Many businesses still look at R&D as something that they would love to do, but cannot afford to do so. But the truth is they cannot afford not to.
R&D for Survival
Businesses should think about the product innovations that would allow them to take things to the next level, in terms of value of the business and its export-earning potential.
R&D is also critical in preparing for an increasingly uncertain future.
The country has an aging population that is growing old in a warming world, which faces monumental environmental challenges.
The core industries are being questioned by a new generation of consumers. And technology is changing so rapidly that there is a need to run faster in order to keep up.
Addressing these would require established businesses and start-ups to focus on solutions for global problems.
This can be done by harnessing the great science and research going on in the country to go after high-value international markets.
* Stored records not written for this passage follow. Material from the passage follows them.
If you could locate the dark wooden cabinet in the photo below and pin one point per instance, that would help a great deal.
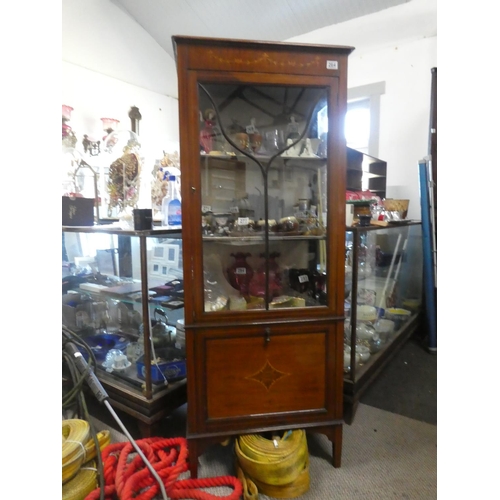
(263, 208)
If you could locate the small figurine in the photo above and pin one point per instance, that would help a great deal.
(251, 129)
(292, 129)
(207, 132)
(307, 150)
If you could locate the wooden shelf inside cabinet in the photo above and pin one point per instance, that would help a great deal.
(253, 369)
(366, 172)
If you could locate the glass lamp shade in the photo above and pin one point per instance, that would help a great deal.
(109, 124)
(66, 112)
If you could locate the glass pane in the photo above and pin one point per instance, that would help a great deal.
(264, 177)
(383, 294)
(103, 295)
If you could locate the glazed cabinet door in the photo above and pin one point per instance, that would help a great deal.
(276, 373)
(262, 197)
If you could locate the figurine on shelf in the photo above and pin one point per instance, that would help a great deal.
(207, 131)
(252, 129)
(254, 136)
(240, 273)
(292, 129)
(210, 134)
(307, 151)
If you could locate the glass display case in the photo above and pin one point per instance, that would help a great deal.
(122, 296)
(383, 301)
(263, 162)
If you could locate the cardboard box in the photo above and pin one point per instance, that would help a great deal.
(77, 211)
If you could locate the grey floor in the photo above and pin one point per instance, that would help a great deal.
(408, 384)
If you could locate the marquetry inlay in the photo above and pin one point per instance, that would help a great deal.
(267, 375)
(266, 58)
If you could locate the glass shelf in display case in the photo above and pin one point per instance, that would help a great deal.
(122, 295)
(383, 300)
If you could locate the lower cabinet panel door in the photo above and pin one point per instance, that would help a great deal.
(249, 376)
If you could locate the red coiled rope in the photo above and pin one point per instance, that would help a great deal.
(127, 478)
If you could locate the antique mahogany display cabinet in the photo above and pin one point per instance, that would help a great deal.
(263, 166)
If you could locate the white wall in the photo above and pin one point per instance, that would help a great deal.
(110, 64)
(404, 113)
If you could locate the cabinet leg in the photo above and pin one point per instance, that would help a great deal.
(337, 446)
(334, 434)
(193, 453)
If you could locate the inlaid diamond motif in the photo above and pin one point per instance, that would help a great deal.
(267, 375)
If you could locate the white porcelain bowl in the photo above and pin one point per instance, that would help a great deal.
(366, 313)
(385, 328)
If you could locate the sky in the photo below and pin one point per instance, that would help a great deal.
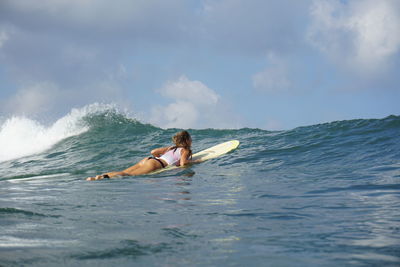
(268, 64)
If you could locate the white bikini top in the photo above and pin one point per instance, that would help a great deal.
(172, 156)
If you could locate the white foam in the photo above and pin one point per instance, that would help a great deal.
(21, 136)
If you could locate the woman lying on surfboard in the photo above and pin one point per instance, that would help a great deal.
(179, 155)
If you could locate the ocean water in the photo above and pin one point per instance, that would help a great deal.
(321, 195)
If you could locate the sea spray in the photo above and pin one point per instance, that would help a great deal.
(21, 136)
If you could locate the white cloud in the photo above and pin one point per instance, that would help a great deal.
(192, 91)
(275, 78)
(253, 27)
(194, 105)
(33, 100)
(361, 35)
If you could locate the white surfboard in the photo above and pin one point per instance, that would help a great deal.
(206, 154)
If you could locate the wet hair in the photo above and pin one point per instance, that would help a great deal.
(182, 139)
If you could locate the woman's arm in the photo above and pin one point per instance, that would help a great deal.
(185, 154)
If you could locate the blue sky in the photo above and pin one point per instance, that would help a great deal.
(199, 64)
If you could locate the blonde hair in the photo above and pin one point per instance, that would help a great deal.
(182, 139)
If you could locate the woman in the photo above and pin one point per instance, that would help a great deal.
(162, 157)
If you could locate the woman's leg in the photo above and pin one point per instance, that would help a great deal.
(144, 166)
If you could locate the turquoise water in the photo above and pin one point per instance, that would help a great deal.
(321, 195)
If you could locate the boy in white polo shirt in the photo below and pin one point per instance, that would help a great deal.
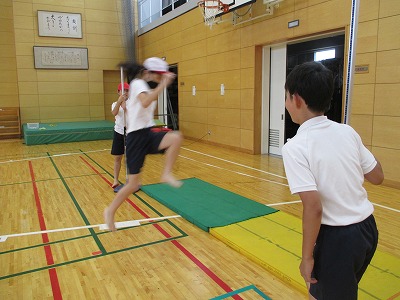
(140, 139)
(326, 164)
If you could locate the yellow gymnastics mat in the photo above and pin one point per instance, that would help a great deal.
(274, 241)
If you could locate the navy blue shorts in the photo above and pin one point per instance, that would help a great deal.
(140, 143)
(118, 146)
(341, 256)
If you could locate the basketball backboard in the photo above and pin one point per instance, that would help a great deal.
(235, 4)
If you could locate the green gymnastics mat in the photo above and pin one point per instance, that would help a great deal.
(65, 132)
(206, 205)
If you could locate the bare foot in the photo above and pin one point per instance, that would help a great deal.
(109, 220)
(169, 179)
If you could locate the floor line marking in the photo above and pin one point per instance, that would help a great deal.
(55, 285)
(232, 162)
(240, 173)
(283, 203)
(49, 156)
(186, 252)
(122, 224)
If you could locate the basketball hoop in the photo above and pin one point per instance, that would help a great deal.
(210, 8)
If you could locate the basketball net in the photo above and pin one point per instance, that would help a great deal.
(210, 8)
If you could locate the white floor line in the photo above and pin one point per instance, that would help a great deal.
(232, 162)
(3, 238)
(274, 204)
(386, 207)
(240, 173)
(55, 155)
(284, 203)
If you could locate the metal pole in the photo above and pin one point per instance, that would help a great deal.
(351, 58)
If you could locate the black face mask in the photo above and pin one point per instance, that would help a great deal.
(152, 84)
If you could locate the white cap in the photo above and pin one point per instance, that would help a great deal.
(156, 64)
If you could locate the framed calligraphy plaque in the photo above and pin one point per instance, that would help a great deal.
(59, 24)
(61, 58)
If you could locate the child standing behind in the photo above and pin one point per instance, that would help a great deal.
(326, 164)
(141, 140)
(118, 145)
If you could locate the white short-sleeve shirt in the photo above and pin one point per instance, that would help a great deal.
(330, 158)
(138, 117)
(119, 119)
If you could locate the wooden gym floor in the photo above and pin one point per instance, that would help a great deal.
(68, 185)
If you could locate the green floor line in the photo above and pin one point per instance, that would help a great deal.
(87, 258)
(88, 235)
(92, 232)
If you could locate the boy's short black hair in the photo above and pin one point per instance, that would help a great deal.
(314, 83)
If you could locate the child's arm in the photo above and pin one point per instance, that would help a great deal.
(312, 213)
(119, 103)
(375, 176)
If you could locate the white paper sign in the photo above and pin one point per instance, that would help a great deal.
(59, 24)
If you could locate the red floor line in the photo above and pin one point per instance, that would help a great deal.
(206, 270)
(55, 285)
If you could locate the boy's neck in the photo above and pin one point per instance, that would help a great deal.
(307, 115)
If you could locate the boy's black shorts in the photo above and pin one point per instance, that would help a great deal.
(118, 146)
(140, 143)
(341, 256)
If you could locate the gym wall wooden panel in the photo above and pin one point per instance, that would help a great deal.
(64, 100)
(26, 75)
(193, 50)
(367, 37)
(96, 99)
(7, 50)
(388, 8)
(194, 33)
(225, 135)
(61, 76)
(386, 132)
(247, 99)
(30, 114)
(102, 28)
(8, 76)
(7, 63)
(228, 117)
(386, 100)
(224, 62)
(193, 114)
(363, 99)
(388, 157)
(193, 67)
(193, 130)
(186, 99)
(231, 99)
(29, 101)
(68, 88)
(9, 100)
(64, 113)
(247, 119)
(368, 10)
(363, 124)
(388, 38)
(246, 139)
(28, 88)
(97, 112)
(187, 82)
(365, 59)
(388, 66)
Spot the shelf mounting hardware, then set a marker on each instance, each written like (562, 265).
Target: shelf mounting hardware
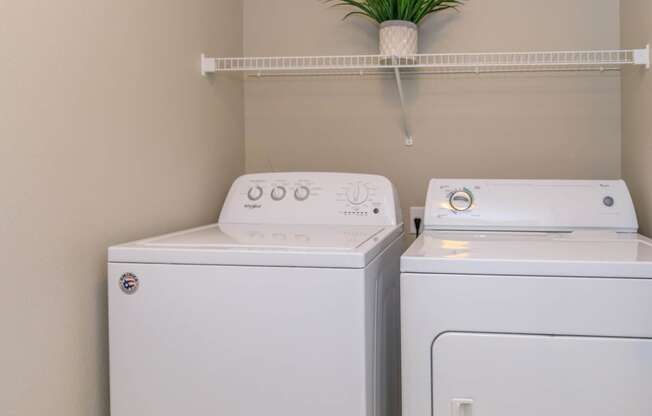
(409, 140)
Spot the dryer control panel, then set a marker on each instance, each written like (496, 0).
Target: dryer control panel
(529, 205)
(312, 198)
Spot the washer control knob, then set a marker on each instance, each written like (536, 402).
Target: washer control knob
(302, 193)
(461, 201)
(255, 193)
(278, 193)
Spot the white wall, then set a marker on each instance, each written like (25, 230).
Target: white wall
(636, 22)
(107, 133)
(502, 126)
But despite investor enthusiasm for new, innovative companies, many of them still struggle to get all the funding they need.
This happens particularly as they reach their second phase of growth and seek to raise funding between NZ$ 2 million and NZ$ 20 million.
Latest data shows that many businesses have gotten the message.
R&D in the services industries has increased by 64%. Add to that the significant increase in spending in the ICT as well as in commercial and tourism services sectors.
There is still a lot of catching up to do, however, to match global competitors and own aspirations, especially in the primary and manufacturing sectors.
The Government is preparing to implement a 15% R&D tax credit, which will act as a further incentive for businesses to invest in the innovations that will drive their future growth.
Eligible businesses should now start preparing for the tax credit covering the 2019/2020 income year.
Within the next few months, a new initiative will be launched to help supercharge innovation in New Zealand.
Scale-Up NZ is a free online platform that will make it faster and easier for local people and organisations to find and connect with the people, capital and other help they need to innovate and grow, both here and offshore.
While the country does not yet match its peers internationally, the gap is starting to close.